We were jogging along on the homeward road, and were just rounding the spur of Elkhorn Mountain which divided our valley from Sulphide, when Joe suddenly laid his hand on my arm and cried: “Pull up, Phil. Stop a minute.”

“What’s the matter?”I asked.

“Get down and come back a few steps,”Joe answered; and on my joining him, he pointed out to me in a sandy patch at the mouth of a steep draw coming in from the left, some deeply-indented wheel-marks.

“Well, what of that, Joe?”said I, laughing. “Are you thinking you’ve found the trail of the ore-thief?”

“No,”Joe replied, “I’m not jumping at any such conclusion; but, at the same time, it’s possible.
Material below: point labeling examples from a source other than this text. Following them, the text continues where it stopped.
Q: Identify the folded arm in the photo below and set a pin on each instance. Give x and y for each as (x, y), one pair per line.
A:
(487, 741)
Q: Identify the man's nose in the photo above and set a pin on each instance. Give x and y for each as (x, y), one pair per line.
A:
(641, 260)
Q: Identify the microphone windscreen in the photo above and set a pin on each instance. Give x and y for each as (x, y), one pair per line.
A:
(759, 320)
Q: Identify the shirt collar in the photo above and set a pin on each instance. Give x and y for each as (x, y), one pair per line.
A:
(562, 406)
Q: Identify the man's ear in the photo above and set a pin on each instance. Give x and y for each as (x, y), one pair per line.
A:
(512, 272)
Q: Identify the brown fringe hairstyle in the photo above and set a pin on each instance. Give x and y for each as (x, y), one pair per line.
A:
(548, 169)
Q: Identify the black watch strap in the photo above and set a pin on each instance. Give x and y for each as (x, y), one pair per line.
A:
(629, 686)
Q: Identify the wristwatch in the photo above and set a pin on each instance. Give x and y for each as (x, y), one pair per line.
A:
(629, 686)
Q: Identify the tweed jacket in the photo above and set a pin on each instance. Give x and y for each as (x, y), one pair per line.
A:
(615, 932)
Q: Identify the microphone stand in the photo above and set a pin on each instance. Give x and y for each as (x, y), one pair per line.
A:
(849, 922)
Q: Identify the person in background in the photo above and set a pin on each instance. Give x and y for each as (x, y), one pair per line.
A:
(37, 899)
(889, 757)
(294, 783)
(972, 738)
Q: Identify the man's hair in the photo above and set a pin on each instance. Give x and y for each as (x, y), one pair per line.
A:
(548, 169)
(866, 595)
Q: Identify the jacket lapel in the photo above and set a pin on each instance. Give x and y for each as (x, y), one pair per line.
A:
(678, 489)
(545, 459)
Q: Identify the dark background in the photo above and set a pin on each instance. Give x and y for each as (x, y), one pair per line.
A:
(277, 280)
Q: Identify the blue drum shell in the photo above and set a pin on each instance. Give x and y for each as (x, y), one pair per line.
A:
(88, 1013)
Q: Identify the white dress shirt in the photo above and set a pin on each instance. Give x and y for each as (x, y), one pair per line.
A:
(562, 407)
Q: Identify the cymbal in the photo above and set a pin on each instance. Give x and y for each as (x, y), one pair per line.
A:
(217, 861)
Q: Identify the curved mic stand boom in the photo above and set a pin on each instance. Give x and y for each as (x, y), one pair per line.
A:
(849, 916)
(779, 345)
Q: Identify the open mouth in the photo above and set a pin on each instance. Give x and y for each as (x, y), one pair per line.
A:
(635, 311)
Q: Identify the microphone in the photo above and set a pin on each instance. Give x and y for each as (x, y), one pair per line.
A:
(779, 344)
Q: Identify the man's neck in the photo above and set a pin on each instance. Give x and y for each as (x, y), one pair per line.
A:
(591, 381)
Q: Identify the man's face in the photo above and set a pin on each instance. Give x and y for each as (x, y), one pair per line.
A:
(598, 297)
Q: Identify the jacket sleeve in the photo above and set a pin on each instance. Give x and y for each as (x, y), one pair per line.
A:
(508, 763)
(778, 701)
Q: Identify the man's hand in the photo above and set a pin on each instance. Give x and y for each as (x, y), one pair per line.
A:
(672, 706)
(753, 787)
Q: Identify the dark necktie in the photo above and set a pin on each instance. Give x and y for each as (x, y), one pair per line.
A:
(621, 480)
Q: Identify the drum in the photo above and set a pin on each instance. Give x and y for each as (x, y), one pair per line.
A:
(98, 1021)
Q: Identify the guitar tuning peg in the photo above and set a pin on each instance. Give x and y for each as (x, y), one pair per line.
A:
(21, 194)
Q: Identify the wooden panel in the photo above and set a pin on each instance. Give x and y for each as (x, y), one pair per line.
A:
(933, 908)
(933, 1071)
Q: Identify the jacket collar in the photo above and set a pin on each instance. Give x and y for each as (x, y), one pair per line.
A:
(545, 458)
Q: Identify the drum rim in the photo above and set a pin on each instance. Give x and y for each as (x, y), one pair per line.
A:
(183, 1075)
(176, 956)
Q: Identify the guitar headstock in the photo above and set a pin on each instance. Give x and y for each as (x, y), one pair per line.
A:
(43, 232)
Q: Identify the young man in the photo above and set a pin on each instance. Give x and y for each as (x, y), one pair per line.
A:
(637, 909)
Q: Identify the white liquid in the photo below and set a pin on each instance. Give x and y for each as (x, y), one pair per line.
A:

If the ore-thief started northward from the Pelican, and the chances are he did, for we know he carried the sacks across to the north side of Stony Gulch, this would be the natural place for him to come down into the road; for it is plain to any one that he could never get a loaded cart—or an empty one either, for that matter—over the rocky ridge which crowns this spur. If he was making his way north, he had to get into the road sooner or later, and this gully was his last chance to come down.”

“That’s true,”I assented; “and this cart—it’s a two-wheeler, you see—was heavily loaded. Look how it cuts into the sand.”

“Yes,”said Joe; “and it was drawn by one smallish horse, led by a man; a big man, too: look at his tracks.”

“But the ore-thief, Joe, had his feet wrapped up in rags, and these are the marks of a number twelve boot.”

“Well, you don’t suppose the thief would walk over this rough mountain with his feet wrapped up in rags, do you? In the dark, too. They’d be catching against everything. No; he would take off the rags as soon as he reached hard ground and throw them into the cart; for it is not to be expected either that he would leave them lying on his trail to show people which way he had gone.”

“No, of course not. But which way did he go, Joe; across the road or down it?”